今世の中では、政界、経済界、において大規模な不正が明らかになっています。ビックモーターの保険金の不正自給問題、現職の政治家や大臣の政治資金の不透明な流れ、法務大臣の公職選挙法違反などなど、数々の不正がここ数カ月で明らかになっています。
また、ある宗教法人による長年の悪事が明らかになり、解散命令請求に至るといった事態も発生しました。そして、ダイハツの大規模な不正が発覚しました。
今日の教育コラムでは、受験という重圧に向かう精神力とその重圧に負けた瞬間に起こる事態について少しお話ししたいと思います。

プレッシャーから不正へ

ダイハツと言えば、国内では知らぬ人がいないほど有名な自動車メーカーなわけですが、現在、国内外で生産中の全てのダイハツ開発車種の出荷を停止しています。
ダイハツ工業は、今後、国土交通省をはじめ、各国の関係当局に報告・相談の上、必要な対応を進めていくことになります。
今回の不正による被害は、想像を絶する規模となっています。ダイハツの車種のほか、トヨタ自動車、マツダ、SUBARUにも影響は及ぶと見られています。不正の原因は、第1に不正対応の措置を十分に講じていなかったことがあげられます。不正が起きるものとしてチェックがされていなかったのです。
また、短期間で開発を推進する経営の仕方に原因があります。

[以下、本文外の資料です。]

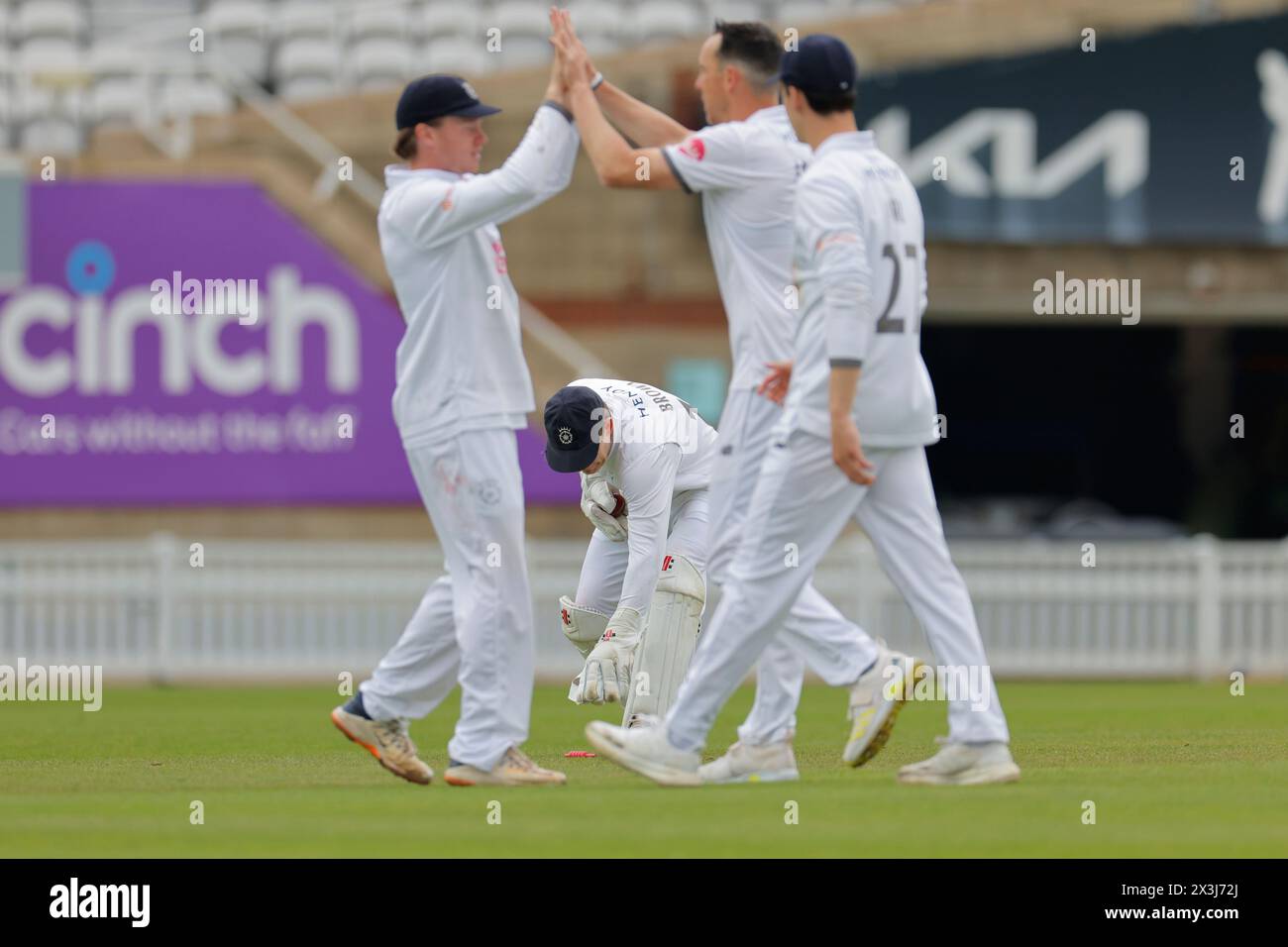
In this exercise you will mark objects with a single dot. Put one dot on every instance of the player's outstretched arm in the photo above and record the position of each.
(647, 127)
(640, 123)
(437, 213)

生産性ばかりを追い求める経営者によって生み出されるプレッシャーは、結果としてできもしない技術を盛り込んだように見せかけた製品を開発者たちに作らせる結果となりました。その場しのぎの方法で検査を通して販売された製品の全てが不良品だったわけです。
こうした経営者の現場を無視した経営方針の転換や生産性重視の経営スタイルの犠牲になった従業員たちは、次第に職を離れるか不正に手を染めていったのです。

不正は全てを崩壊させる

2022年の大学入学共通テストで前代未聞の不正が発覚しました。それは、受験生が試験中に設問画像を外部に流出させたという事件でした。
この事件を受けて文部科学省は、大学入試の実施要項に、カンニングなどの不正行為を行えば「警察に被害届を提出する場合がある」と明記する方針を固めました。
つまり、刑事事件に発展する可能性を示したわけです。抑止効果を期待してのことでしょうが、追い込まれた受験生の心理状況はこうした抑止効果を超えてしまうことがあるのです。
実際にこの受験生にはどのような結末が待っていたかというと、偽計業務妨害の非行事実で東京家裁に送致されたのです。本来であれば、不正行為が確認された場合、受験生は退出させられ、失格となります。
もちろんすべての成績を失い、その学生は大学入学をその年は少なくとも諦めるほかない事態となります。しかし、この事件ではその場で発見されず、外部からの通報があり、警視庁に連絡がいきました。
むしろ大きなニュースとなり事件は大きく報道されました。本人が事の重大性に気づき出頭したわけですが時すでに遅しとはまさにこのことです。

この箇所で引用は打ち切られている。